Woran sollte im homiletischen Atelier weiter gearbeitet werden? Karl Barths Diktum von 1922 (Das Wort Gottes als Aufgabe der Theologie), dass wir beim Predigen etwas sollen, was wir nicht können, und im Wissen um beides Gott die Ehre geben, stellt ja die Frage nach der hermeneutischen Funktion der Distanz im Predigtgeschehen. Was ist gegenüber der Warnung Barths (Homiletik [1932/33.1966]) vor einer »Zwischenhandelsfunktion« (a. a. O., 8; Nicol/Deeg, 113) des Predigenden das von Nicol/Deeg geforderte »echte, freie Wechselspiel zwischen Bibelwort und unserer Sprache« (ebd.), wenn die Predigt-Sprache durch ein Wechselspiel zur Bedeutungsträgerin der metaphorischen (Christus-)Prädikation wird? Nicol/Deeg warnen zu Recht vor »vereinnahmender Distanzlosigkeit« (108) ­ was heißt demgegenüber aber dann »die Kanzelrede auf ein Bibelwort [zu] fokussieren« (121)? »Gott als Geheimnis der Welt« (Nicol/Deeg verweisen [14.18.151] gerne auf den Titel des gleichnamigen Buches von Eberhard Jüngel [1977]) darf nicht zum homiletischen Rätsel ermäßigt werden, das dann im Sinne einer dramaturgischen Performance literarisch aufgelöst erscheint. Nicol/Deeg warnen zwar immer wieder vor diesem Fehlgriff, können aber trotz allen Beteuerungen nicht präzise bestimmen, was metaphorische Rede ist. »In Metaphern denken« (43; vgl. auch 29 f.64.148.194) kann nicht bedeuten, dass zwischen Wirklichkeiten gewechselt wird (29), sondern dass der Wirklichkeit unter metaphorischer Rede ein Wahrheitsbezug angeboten wird, der nicht anders als metaphorisch zum Ausdruck gebracht werden kann. Was zum Ausdruck gebracht wird, präsentiert sich als Erkenntnis- und Erfahrungsgewinn, es entzieht sich aber zugleich in der metaphorischen Rede einer homiletischen Instrumentalisierung. D. h. aber dann, dass metaphorische Rede keine Methode ist, sondern wesentlich theologische Grammatik, in der sich aussagt, als was Gott wer ist. Das Problem der Homiletik ist nicht die Homiletik an sich, sondern das Wort vom Kreuz, dessen homiletische Relevanz sich an 2Kor 12,9 zu bewähren haben müsse.
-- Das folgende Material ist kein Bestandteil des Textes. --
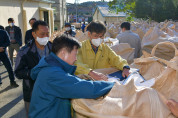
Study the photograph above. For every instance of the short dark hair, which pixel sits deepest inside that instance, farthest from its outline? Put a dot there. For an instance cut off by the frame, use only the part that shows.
(32, 19)
(64, 41)
(125, 25)
(1, 27)
(96, 26)
(37, 23)
(10, 20)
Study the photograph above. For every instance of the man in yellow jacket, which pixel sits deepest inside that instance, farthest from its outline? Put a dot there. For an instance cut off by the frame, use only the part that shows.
(94, 54)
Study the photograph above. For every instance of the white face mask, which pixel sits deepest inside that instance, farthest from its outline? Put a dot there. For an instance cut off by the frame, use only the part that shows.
(42, 41)
(97, 42)
(67, 28)
(11, 24)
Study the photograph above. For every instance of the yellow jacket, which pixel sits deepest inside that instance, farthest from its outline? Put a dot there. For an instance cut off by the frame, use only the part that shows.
(105, 57)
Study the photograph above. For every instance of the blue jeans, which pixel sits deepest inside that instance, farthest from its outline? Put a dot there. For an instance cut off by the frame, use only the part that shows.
(5, 60)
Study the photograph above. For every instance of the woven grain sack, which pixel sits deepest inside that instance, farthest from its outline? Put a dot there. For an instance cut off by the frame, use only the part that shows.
(165, 72)
(83, 37)
(167, 82)
(124, 101)
(155, 36)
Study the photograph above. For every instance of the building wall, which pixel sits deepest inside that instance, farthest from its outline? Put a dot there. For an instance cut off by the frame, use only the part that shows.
(22, 12)
(114, 19)
(97, 16)
(9, 8)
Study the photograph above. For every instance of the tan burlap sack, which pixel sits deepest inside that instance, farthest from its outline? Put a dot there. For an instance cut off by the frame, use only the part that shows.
(165, 72)
(124, 102)
(153, 37)
(125, 51)
(79, 33)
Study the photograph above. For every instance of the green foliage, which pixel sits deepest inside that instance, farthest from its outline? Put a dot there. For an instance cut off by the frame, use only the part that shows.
(158, 10)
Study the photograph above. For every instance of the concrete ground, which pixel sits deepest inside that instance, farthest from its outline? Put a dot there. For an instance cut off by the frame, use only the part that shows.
(11, 99)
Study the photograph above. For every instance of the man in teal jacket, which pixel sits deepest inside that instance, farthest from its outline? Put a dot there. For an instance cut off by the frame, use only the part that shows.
(56, 83)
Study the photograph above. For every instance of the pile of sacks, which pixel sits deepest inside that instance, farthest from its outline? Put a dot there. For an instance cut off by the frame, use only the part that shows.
(129, 101)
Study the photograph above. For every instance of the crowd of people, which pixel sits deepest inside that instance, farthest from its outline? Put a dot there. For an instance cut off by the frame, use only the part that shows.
(49, 70)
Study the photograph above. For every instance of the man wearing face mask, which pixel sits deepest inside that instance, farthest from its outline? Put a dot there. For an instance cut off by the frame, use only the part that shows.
(96, 55)
(28, 34)
(29, 56)
(68, 30)
(133, 39)
(15, 38)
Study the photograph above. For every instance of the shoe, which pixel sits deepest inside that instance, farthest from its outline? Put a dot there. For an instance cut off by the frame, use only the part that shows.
(14, 84)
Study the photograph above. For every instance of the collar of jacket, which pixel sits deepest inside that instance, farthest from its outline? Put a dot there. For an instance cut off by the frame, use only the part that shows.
(88, 46)
(54, 60)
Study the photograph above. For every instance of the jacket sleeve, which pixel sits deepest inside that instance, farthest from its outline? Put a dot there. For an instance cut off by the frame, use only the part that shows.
(116, 60)
(21, 69)
(64, 85)
(81, 67)
(19, 34)
(6, 39)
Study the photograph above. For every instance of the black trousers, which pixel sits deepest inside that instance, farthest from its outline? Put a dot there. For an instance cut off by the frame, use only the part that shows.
(6, 61)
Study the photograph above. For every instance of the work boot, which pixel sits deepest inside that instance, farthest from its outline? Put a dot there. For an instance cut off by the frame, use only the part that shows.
(14, 84)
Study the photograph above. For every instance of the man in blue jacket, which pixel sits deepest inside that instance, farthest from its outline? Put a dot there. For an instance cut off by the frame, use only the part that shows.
(15, 37)
(4, 42)
(28, 34)
(56, 83)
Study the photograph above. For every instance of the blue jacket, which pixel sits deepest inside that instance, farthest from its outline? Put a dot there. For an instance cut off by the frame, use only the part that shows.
(56, 85)
(4, 39)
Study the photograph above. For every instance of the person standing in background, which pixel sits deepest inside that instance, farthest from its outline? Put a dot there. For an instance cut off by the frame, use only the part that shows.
(29, 56)
(4, 42)
(15, 38)
(68, 30)
(28, 34)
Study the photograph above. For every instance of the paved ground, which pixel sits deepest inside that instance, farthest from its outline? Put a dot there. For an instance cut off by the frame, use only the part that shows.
(11, 99)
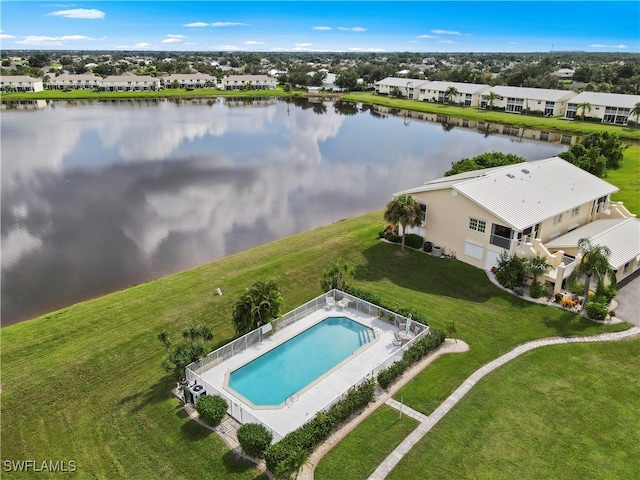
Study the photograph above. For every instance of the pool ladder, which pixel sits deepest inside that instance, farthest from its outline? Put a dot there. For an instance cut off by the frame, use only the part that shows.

»Die Ausarbeitung einer theologischen Metaphorologie ist sowohl für die Dogmatik als auch für die Praktische Theologie ein dringendes Desiderat.« Das Zitat ist über 30 Jahre alt. Eberhard Jüngel hatte mit diesem Diktum seinen Aufsatz Metaphorische Wahrheit (1974) beschlossen. Es kann sein, dass die evangelische Homiletik vor einem großartigen Aufbruch steht, der unseren Gottesdiensten und unserer Kirche gut anstünde. Martin Nicol und Alexander Deeg sind ernsthafte Protagonisten dieses Aufbruchs. Wer gerne predigt und trotzdem mit seinem Predigen Mühe hat, wer unter dieser Aufgabe bleiben will (Tilmann Riemenschneider hat auf seinem Rothenburger Heiligblutretabel den Jünger Johannes unter die Hand Jesu skulptiert ­ dorthin, wo die Predigenden hingehören!), der wird dankbar zu diesem Buch greifen und neugierig auf das nächste warten.